Toy Fair 2013: Chasing Digital Play and Innovation
Quick. What's a hot, brand new toy you must snag for your child or yourself in 2013?
Chances are you're still searching for an answer. And that in a nutshell is the toy industry's dilemma.
As hundreds of toy industry professionals from nearly 100 countries converged in New York City this week for an annual industry trade show, innovation and how to capitalize on the explosion of digital platforms such as tablets and video game consoles has been on many minds.
"I think the toy industry suffers a bit from lack of innovation," said Phyl Georgiou, founder of Tiggly, a startup toy maker. Their toys designed for toddlers combine physical shapes, created for interaction with tablets.
To be fair, the industry can boast plenty of successes. Many children have access to tablets and green toys with a retro feel and sometimes made in the U.S., not in China, have gained traction.

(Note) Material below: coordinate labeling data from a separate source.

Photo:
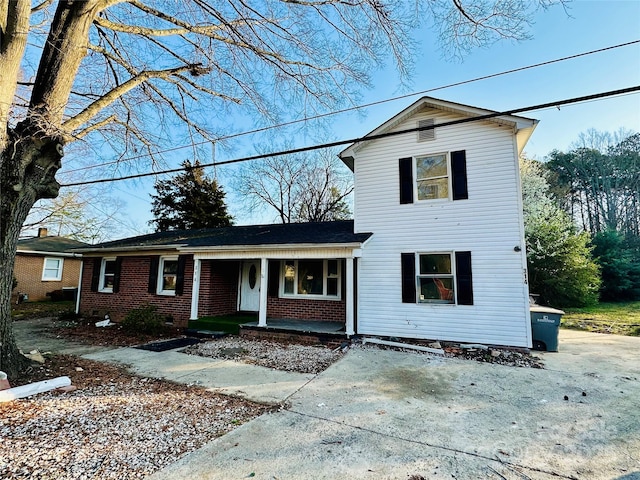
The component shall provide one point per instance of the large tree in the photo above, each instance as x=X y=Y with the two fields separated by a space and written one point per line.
x=126 y=74
x=559 y=258
x=598 y=181
x=189 y=200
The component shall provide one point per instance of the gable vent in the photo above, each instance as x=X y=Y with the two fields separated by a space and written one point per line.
x=426 y=135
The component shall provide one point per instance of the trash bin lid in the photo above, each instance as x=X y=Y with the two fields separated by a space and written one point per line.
x=541 y=309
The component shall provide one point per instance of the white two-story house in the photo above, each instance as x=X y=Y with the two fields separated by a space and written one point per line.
x=446 y=259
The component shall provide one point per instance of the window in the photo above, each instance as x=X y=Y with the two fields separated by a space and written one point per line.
x=317 y=278
x=167 y=276
x=52 y=269
x=107 y=275
x=435 y=278
x=432 y=177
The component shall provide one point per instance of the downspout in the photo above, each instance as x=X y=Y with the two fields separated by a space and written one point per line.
x=79 y=287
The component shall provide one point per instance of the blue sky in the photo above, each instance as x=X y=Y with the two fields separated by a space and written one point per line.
x=588 y=25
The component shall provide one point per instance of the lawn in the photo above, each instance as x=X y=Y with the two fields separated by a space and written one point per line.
x=620 y=318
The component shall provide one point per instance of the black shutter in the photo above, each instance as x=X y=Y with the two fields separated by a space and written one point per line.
x=154 y=263
x=459 y=175
x=408 y=277
x=273 y=285
x=406 y=180
x=464 y=282
x=95 y=275
x=182 y=261
x=116 y=275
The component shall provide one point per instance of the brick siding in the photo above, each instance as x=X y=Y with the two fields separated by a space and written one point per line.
x=28 y=271
x=218 y=294
x=134 y=281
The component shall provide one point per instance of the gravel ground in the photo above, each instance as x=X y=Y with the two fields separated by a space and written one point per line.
x=287 y=357
x=114 y=426
x=315 y=359
x=120 y=426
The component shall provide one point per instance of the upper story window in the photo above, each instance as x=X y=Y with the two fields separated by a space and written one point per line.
x=432 y=177
x=52 y=269
x=107 y=275
x=311 y=278
x=435 y=278
x=167 y=276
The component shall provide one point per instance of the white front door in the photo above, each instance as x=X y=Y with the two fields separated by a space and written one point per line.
x=250 y=286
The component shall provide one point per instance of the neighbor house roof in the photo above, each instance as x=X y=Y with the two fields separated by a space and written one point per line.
x=52 y=245
x=320 y=233
x=522 y=126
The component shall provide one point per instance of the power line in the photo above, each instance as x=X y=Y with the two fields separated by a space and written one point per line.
x=367 y=105
x=557 y=103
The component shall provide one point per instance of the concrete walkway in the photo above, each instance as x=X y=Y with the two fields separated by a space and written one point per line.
x=379 y=414
x=252 y=382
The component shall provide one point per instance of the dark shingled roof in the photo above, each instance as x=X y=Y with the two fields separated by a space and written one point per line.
x=321 y=233
x=50 y=244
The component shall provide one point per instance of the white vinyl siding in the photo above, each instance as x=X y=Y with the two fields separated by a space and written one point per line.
x=488 y=224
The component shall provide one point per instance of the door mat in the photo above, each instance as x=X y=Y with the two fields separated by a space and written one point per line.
x=165 y=345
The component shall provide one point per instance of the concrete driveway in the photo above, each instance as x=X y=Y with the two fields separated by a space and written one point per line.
x=388 y=415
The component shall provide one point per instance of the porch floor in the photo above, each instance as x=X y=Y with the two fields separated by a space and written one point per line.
x=307 y=326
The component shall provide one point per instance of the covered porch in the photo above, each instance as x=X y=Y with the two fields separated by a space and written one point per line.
x=264 y=287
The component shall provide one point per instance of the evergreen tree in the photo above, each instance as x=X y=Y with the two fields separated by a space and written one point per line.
x=189 y=200
x=560 y=263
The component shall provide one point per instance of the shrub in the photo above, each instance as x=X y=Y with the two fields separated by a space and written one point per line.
x=144 y=319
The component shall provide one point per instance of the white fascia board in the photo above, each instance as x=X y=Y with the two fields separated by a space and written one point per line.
x=518 y=123
x=124 y=250
x=254 y=248
x=49 y=254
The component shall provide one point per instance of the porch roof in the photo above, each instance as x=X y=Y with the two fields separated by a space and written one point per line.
x=318 y=233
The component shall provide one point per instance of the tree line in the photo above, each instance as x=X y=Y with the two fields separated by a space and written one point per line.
x=582 y=220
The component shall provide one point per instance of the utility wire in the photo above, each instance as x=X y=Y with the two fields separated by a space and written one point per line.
x=368 y=138
x=367 y=105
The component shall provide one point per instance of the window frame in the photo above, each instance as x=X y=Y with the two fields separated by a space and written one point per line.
x=160 y=282
x=448 y=176
x=58 y=276
x=103 y=267
x=452 y=275
x=325 y=277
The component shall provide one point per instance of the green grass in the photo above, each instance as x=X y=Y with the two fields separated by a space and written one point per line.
x=224 y=323
x=620 y=318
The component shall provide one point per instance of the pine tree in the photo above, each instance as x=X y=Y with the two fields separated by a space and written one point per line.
x=189 y=200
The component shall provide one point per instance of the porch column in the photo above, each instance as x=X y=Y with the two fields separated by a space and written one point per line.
x=264 y=276
x=349 y=291
x=195 y=288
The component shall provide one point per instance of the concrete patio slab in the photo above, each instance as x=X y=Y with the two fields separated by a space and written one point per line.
x=256 y=383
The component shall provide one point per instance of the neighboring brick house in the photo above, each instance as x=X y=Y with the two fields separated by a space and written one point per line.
x=291 y=271
x=45 y=264
x=436 y=249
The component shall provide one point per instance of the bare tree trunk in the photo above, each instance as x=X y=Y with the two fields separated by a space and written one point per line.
x=30 y=153
x=20 y=187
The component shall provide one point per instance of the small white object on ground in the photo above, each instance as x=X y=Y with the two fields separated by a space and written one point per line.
x=33 y=388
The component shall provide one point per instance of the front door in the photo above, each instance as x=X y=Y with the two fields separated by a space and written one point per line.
x=250 y=286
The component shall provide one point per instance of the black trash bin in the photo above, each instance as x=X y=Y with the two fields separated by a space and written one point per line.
x=545 y=324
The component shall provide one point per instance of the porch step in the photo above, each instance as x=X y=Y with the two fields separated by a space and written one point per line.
x=205 y=333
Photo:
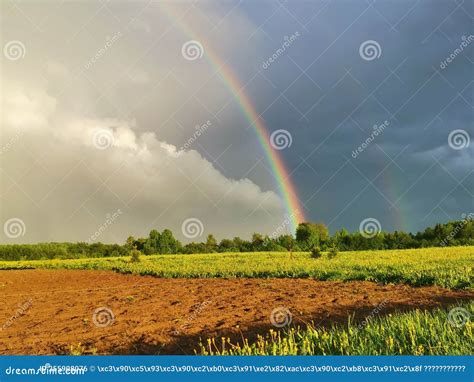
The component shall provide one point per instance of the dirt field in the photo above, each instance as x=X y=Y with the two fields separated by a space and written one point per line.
x=52 y=312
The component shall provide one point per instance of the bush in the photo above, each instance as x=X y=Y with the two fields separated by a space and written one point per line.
x=316 y=252
x=135 y=256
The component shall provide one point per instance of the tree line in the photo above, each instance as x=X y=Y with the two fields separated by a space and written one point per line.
x=309 y=237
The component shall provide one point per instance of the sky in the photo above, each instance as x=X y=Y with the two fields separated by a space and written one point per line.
x=118 y=117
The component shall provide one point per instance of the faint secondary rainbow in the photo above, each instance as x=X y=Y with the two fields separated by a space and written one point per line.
x=286 y=188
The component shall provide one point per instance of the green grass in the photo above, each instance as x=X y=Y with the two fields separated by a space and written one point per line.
x=449 y=267
x=413 y=333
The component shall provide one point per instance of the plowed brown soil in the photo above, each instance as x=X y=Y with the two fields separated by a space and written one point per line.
x=51 y=311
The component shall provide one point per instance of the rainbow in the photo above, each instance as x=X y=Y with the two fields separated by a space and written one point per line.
x=294 y=209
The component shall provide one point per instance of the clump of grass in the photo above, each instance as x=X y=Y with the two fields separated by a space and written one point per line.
x=413 y=333
x=449 y=267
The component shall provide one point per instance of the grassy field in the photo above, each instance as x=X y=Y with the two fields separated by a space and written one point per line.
x=449 y=267
x=413 y=333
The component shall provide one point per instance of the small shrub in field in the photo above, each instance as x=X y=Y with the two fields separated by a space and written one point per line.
x=316 y=252
x=135 y=256
x=332 y=252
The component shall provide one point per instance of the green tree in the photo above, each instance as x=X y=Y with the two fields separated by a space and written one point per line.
x=309 y=235
x=211 y=243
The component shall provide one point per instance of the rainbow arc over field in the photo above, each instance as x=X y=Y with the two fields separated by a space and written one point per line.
x=294 y=209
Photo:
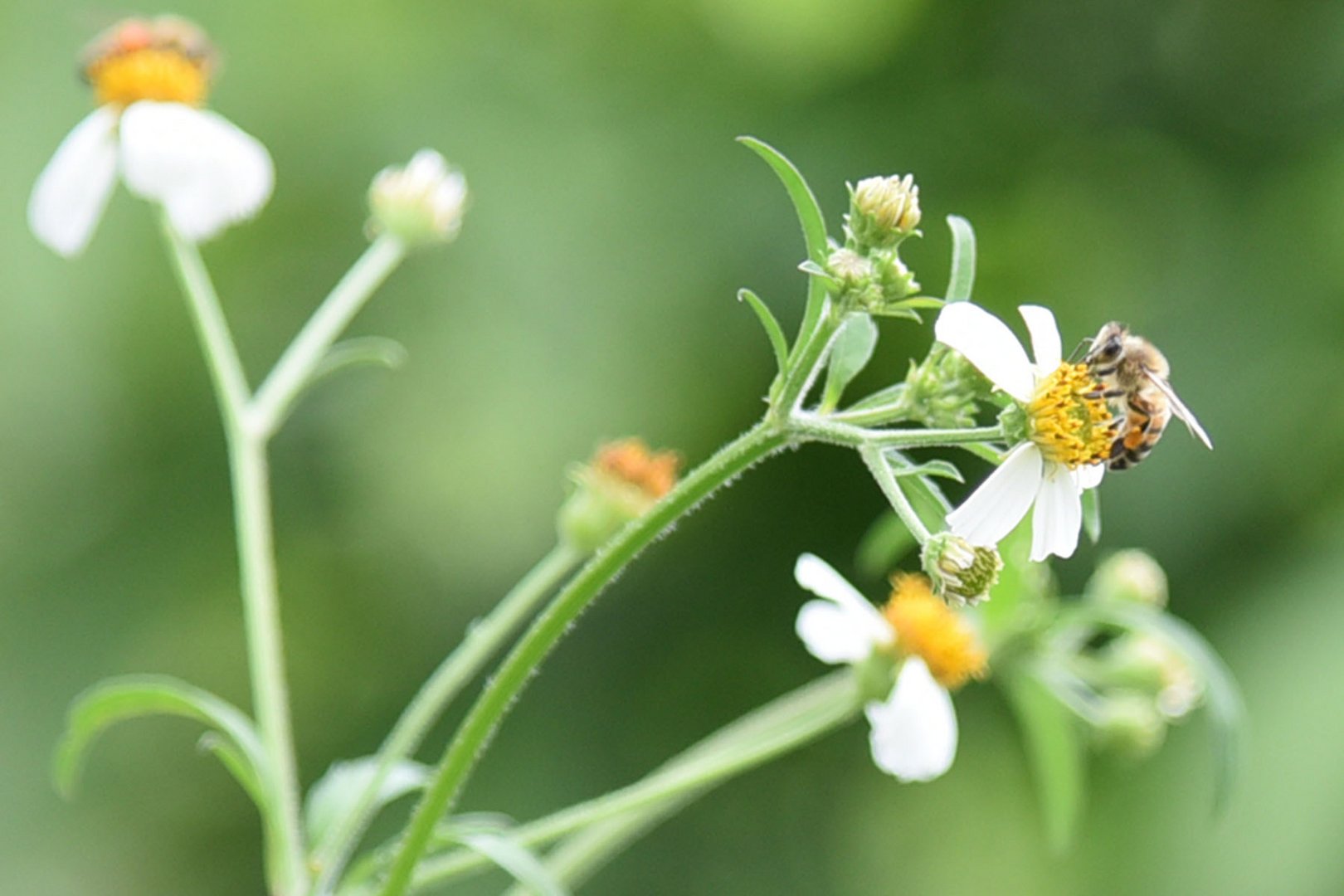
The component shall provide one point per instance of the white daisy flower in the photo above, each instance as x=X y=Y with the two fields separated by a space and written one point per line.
x=914 y=728
x=1069 y=431
x=149 y=78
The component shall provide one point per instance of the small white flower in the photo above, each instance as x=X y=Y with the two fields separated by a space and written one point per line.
x=1070 y=436
x=149 y=78
x=914 y=730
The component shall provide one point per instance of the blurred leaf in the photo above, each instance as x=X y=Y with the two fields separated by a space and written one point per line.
x=336 y=793
x=1092 y=514
x=886 y=542
x=772 y=327
x=1055 y=751
x=136 y=696
x=1226 y=709
x=962 y=275
x=850 y=353
x=810 y=217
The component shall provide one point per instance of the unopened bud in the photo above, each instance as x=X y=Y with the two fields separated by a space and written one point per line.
x=1129 y=577
x=884 y=212
x=420 y=203
x=962 y=572
x=621 y=481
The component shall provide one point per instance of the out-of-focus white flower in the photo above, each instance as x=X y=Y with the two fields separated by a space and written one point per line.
x=1069 y=431
x=914 y=728
x=151 y=78
x=421 y=202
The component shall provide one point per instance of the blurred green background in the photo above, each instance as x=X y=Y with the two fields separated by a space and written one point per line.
x=1177 y=164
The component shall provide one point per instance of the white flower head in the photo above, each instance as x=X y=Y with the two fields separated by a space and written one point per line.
x=913 y=731
x=151 y=78
x=1069 y=427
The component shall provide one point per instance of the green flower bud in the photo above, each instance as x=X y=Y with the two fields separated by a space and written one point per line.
x=882 y=212
x=1131 y=577
x=962 y=572
x=420 y=203
x=622 y=481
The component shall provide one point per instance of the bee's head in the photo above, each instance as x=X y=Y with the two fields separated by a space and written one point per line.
x=1108 y=345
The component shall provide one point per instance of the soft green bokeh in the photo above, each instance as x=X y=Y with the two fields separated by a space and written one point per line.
x=1176 y=165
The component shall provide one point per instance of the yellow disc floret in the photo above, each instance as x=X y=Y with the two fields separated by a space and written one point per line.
x=928 y=629
x=1069 y=418
x=164 y=60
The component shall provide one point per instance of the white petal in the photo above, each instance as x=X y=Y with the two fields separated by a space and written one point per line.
x=863 y=626
x=1058 y=514
x=1001 y=501
x=914 y=733
x=71 y=191
x=205 y=171
x=1045 y=336
x=988 y=344
x=1089 y=477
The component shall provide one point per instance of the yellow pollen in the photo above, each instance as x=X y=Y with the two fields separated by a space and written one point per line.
x=928 y=629
x=1069 y=425
x=149 y=73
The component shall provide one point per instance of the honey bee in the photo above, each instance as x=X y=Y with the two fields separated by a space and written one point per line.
x=1131 y=368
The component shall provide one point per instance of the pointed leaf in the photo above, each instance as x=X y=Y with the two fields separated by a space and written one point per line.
x=772 y=327
x=1055 y=751
x=134 y=696
x=850 y=353
x=962 y=275
x=339 y=790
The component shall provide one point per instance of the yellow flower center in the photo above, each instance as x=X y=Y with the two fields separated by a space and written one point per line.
x=162 y=74
x=1069 y=419
x=928 y=629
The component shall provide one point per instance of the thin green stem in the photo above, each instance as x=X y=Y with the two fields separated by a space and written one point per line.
x=296 y=366
x=785 y=724
x=538 y=641
x=895 y=494
x=256 y=563
x=481 y=641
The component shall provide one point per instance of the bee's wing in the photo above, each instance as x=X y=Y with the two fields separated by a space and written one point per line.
x=1179 y=409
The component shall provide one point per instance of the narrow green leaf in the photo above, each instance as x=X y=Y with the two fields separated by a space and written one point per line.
x=1092 y=514
x=136 y=696
x=772 y=327
x=962 y=275
x=886 y=542
x=1226 y=711
x=850 y=353
x=336 y=793
x=810 y=217
x=1055 y=751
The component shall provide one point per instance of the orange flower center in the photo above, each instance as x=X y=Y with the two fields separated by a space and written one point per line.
x=928 y=629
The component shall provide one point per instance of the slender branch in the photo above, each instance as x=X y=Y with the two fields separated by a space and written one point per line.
x=533 y=648
x=481 y=641
x=767 y=733
x=295 y=367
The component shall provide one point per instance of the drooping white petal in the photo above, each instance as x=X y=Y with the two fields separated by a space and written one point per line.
x=205 y=171
x=1001 y=501
x=71 y=191
x=988 y=344
x=1058 y=514
x=914 y=731
x=1045 y=336
x=1089 y=477
x=843 y=627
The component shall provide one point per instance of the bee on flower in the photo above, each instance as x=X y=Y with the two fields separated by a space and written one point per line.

Activision Blizzard's Skylanders has topped $1 billion in global retail sales in just 15 months. That franchise artfully combines video games with action figures. And you can't ignore perennial hits from Mattel Barbies toHasbro action figures tied to blockbuster franchises such as Angry Birds and Star Wars.
Flat Toy Sales
But these hits haven't been enough to reverse an overall decline in toy sales. Annual U.S. toy sales were $20.47 billion for 2012, down 3.5 percent from $21.21 billion from a year earlier, according to research compiled by the NPD Group, a consumer market research firm.
Drilling down further, toy building sets such as building blocks posted a year-over-year sales gain of 15.7 percent in 2012. But plush toys and outdoor and sports related toys dropped 20.4 percent and 10.2 percent, respectively, year over year. Sales of games and puzzles fell 8.4 percent, according to NPD.
During the 2012 holiday season, U.S. shoppers spent only 3 percent more than they did in 2011 because of concerns about the economy, the National Retail Federation said.
"You're probably going to have another down year in 2013," said Sean McGowan, a senior analyst with Needham & Company. (Read more: Dour December May Not Spell Retail Disaster This Year)
One reason why the toy industry broadly pursues incremental change is the lead time under which the sector operates. Knowing which toys will strike a chord with consumers, months in advance, is anyone's guess. "It's more profitable to make a minor change than to take a gamble on something new," said Gowan of Needham. "There hasn't been more radical innovation."
Chasing Digital Play
Startup Tiggly's toy consists of small shapes such as stars and triangles that children place on the screen of Apple iPads. Successfully matching the physical objects with tablet shapes transforms the digital shapes into animated characters.
"It's a modern-day version of a wooden shape puzzle," said Georgiou, who launched the idea and small company as part of a startup competition at Harvard Business School.
Georgiou was among roughly 1,000 exhibitors at Toy Fair which runs through Wednesday. His small company is barely 10-months-old. Georgiou decided to attend the fair last minute with his three colleagues. Their 10-foot by 10-foot booth was sandwiched in a corner of the massive Jacob Javits Convention Center, where the annual event is held.
But Tiggly's thin toy resume belies its ability to zero in on an industry pressure point — the desire to capitalize on the fast collision of physical toys with virtual experiences. "How do you maximize the physical and digital interaction? That was the challenge," said Georgiou, who is scheduled to graduate in May.
Hasbro CEO Goldner
Big toy makers, too, and retailers see growth in combining physical toys with digital experiences.
Toys "R" Us CEO Jerry Storch said the future clearly lies in the marriage of electronics and toys. "It's just a question of what form," Storch said.
Toy maker giants Hasbro and Mattel, not surprisingly, are mining the digital space for growth.
"Kids want all those kinds of experiences, where they go across all these different platforms," Hasbro CEO Brian Goldner said on CNBC on Monday.
Hasbro earlier this month reported net revenues for the full-year 2012 were $4.09 billion, down 4.7 percent compared to $4.29 billion in 2011. Among the top-line trends, revenue gains in the girls category including Furby and My Little Pony were tempered by revenue declines in the boys category, tied to the fate of franchises such as the Avengers, Amazing Spider-Man and Transformers.
Mattel CEO Stockton
Mattel CEO Bryan Stockton told CNBC last week that maximizing digital play is integral to their strategy. "We actually view digital as complementary to traditional toy play," Stockton said.
Mattel's well-known brands include Barbie and Hot Wheels. While the company this month reported full-year 2012 net sales rose 2 percent from the prior year, gross sales for Barbie declined 3 percent. Gross sales rose 11 percent for American Girl and 2 percent for Hot Wheels.
Hoping to give Barbie a digital boost, new for Mattel this year is a Barbie Digital Makeover Mirror that uses facial tracking technology to transform an iPad into a digital mirror.
Looking ahead, the toy industry's prospects may be increasingly tied to developing countries' rising middle class — and their burgeoning appetite for toys.
Rising incomes in developing markets such as Brazil, Russia, India and China (also known as the BRIC countries) have allowed the introduction of a new trend — the concept of spending money on toys. In some cases, "they've never spent money before on their kids. Now they can and they will," said Gowan of Needham. "Per capita spending on toys is rising meteorically," he said.